Mr Lewin, who has visited the school, added: "I think the school needs all the help that it can get to rebuild what I think is a positively dangerous campus." In the past decade, the school's exam results and artistic achievements have improved by leaps and bounds under its new head teacher, Gary Lewis.

"It has developed its links with the City of London Boys' School since the two independent school heads were impressed by a presentation it made at a conference. Now it has taken the idea of compulsory prep at school from the independent sector for pupils who fail to hand in their homework three times.

Gary Lewis says that as a result of introducing prep many pupils now like to do their homework at school because they do not get enough support to do it at home. Mr Lewin said he had also been impressed by the school's mentoring scheme that helps pupils who are struggling to catch up by placing them under the watchful eyes of older pupils.

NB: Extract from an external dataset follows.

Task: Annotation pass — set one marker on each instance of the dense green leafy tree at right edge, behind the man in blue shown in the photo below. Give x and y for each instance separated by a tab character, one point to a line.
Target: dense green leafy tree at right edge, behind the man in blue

However, Kings Langley cannot make that final leap to being declared an outstanding school because of the state of its buildings, which could never be given a grade one rating by inspectors.

In their letter, Mr Lewin and Dr Seldon add: "By any measure, the poor state of repair and accepted inadequacy of the buildings coupled with the almost complete absence of basic facilities makes it virtually impossible for Kings Langley school to deliver an education that 1,100 people deserve."

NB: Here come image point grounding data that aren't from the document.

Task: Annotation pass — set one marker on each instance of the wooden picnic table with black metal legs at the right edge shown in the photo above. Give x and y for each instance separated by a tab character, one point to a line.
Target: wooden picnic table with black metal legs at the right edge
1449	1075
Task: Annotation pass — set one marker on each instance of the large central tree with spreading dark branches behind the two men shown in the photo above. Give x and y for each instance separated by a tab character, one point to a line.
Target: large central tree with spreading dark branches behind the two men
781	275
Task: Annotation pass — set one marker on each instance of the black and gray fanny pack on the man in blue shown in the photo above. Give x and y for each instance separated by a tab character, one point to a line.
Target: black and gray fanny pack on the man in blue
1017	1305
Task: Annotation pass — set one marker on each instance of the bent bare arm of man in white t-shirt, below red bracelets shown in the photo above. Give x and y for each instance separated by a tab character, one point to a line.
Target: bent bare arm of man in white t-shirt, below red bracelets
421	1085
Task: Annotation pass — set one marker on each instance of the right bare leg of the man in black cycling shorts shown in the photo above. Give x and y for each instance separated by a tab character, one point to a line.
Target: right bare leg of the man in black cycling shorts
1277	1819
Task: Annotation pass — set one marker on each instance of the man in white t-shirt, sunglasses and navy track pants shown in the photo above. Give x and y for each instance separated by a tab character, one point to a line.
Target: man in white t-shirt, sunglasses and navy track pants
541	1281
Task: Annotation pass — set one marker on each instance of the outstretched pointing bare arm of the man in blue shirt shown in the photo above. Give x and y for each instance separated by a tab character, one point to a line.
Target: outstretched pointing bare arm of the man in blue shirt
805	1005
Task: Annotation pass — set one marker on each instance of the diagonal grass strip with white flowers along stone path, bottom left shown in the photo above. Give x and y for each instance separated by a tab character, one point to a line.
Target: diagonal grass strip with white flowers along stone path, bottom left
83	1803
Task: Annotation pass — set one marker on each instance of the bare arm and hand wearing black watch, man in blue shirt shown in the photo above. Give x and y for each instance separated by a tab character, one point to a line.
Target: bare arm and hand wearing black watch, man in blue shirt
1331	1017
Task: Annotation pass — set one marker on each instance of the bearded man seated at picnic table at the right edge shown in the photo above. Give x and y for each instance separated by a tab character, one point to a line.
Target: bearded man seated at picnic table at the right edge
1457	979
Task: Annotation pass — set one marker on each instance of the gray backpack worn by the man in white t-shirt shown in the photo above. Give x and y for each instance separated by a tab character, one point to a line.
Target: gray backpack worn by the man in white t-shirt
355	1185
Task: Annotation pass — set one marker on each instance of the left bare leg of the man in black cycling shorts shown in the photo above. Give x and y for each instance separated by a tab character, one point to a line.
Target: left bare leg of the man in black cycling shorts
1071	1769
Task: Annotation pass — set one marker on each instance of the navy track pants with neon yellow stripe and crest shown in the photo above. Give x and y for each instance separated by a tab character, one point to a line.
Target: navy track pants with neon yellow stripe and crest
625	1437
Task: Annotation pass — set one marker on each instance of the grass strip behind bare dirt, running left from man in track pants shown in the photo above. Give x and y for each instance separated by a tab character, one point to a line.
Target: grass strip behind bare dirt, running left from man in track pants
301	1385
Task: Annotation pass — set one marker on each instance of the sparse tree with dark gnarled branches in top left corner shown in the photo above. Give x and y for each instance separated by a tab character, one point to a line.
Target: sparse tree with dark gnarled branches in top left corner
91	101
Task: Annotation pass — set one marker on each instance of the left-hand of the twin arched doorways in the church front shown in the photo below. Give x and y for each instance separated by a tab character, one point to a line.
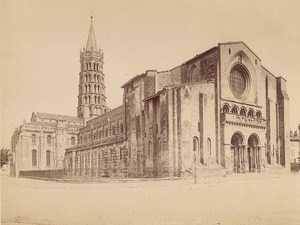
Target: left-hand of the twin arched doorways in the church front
238	153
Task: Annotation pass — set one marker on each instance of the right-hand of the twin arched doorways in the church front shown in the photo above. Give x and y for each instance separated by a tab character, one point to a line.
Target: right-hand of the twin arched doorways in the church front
254	154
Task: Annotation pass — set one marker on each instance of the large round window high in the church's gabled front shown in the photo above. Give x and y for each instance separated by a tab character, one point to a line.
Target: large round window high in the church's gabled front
239	81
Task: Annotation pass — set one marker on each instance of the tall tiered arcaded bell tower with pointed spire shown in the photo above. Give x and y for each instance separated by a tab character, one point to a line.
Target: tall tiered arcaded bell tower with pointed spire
91	97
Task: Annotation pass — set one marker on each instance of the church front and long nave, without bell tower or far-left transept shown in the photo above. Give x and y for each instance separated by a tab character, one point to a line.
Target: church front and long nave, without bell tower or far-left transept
222	108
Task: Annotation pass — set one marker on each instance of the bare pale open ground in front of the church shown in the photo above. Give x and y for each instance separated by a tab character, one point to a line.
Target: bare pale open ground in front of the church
236	199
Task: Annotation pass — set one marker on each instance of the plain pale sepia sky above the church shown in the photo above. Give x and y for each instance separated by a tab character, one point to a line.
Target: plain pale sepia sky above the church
41	40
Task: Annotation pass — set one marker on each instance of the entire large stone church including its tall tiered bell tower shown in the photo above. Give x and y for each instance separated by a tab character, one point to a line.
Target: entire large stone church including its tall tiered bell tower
220	110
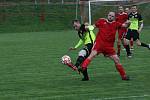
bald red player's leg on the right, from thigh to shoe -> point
(119, 67)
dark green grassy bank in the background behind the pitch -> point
(28, 16)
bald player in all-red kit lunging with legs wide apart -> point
(104, 42)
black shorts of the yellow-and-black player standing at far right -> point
(132, 34)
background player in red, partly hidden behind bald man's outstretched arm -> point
(121, 17)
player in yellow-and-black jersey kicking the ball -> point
(87, 38)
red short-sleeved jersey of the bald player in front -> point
(107, 31)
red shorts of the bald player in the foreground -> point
(105, 50)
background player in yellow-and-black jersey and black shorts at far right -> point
(134, 30)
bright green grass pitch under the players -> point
(30, 69)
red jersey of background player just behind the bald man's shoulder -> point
(121, 17)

Charlotte Noddings, a 16-year-old pupil at the school, says of the dance group: "I think we all work hard together despite the facilities we've got."

John Brooks, aged 18, an A-level student, adds: "A lot of people were scared when a window collapsed. The level of work we produce from here is of a really high standard and it has improved since I came here but the buildings have not.

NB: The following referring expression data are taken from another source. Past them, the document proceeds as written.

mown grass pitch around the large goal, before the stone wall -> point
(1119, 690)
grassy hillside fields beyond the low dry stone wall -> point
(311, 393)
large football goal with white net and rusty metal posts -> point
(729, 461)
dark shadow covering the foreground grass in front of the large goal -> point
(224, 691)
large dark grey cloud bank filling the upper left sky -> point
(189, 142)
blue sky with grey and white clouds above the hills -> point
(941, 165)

"Just think what a sparkling advance we could make if the buildings were outstanding as well. We would urge that Kings Langley school be considered as a high priority for the [building] programme and feel that a visit to the school site would confirm this evaluation."

Mr Gove has visited the school and afterwards he wrote to say it was under consideration as part of the Government's school building programme but that he could not comment further until all bids had been assessed. That is still the current state of affairs as ministers grapple with the competing demands for cash from their truncated capital building programme.

The school was built in the 1960s as a secondary modern at a time when Hertfordshire still retained a selective education system. It was intended to cater for 400 pupils but soon turned into a comprehensive. It still has to battle against neighbouring schools, which retain a partial element of selection for pupils.

"It should have been put in special measures but wasn't," says Mr Lewis. "It was a nail in the coffin because it was always struggling in terms of parental confidence. When you've got a school where nobody wants to come, you pick up children who don't want to be here – the children who can't get into other schools."

That is all behind Kings Langley now and it is flourishing under Mr Lewis's headship, with growing numbers of parents sending their children to it. It is "good with outstanding features" – but the buildings are not one of them. What has happened at Kings Langley is an excellent example of the two sectors coming together to campaign for a common end.

There is a third element in the equation, though, before that partnership can have any success: the Department for Education.

Meatloaf once had a hit record with a song called "Two Out Of Three Ain't Bad". It was not, of course, referring to the co-operation of partners in the education service. The lyrics "I want you, I need you but I ain't never going to love you" give that away immediately.

However, in the context of Kings Langley school, two out of three partners acting in harmony is not enough.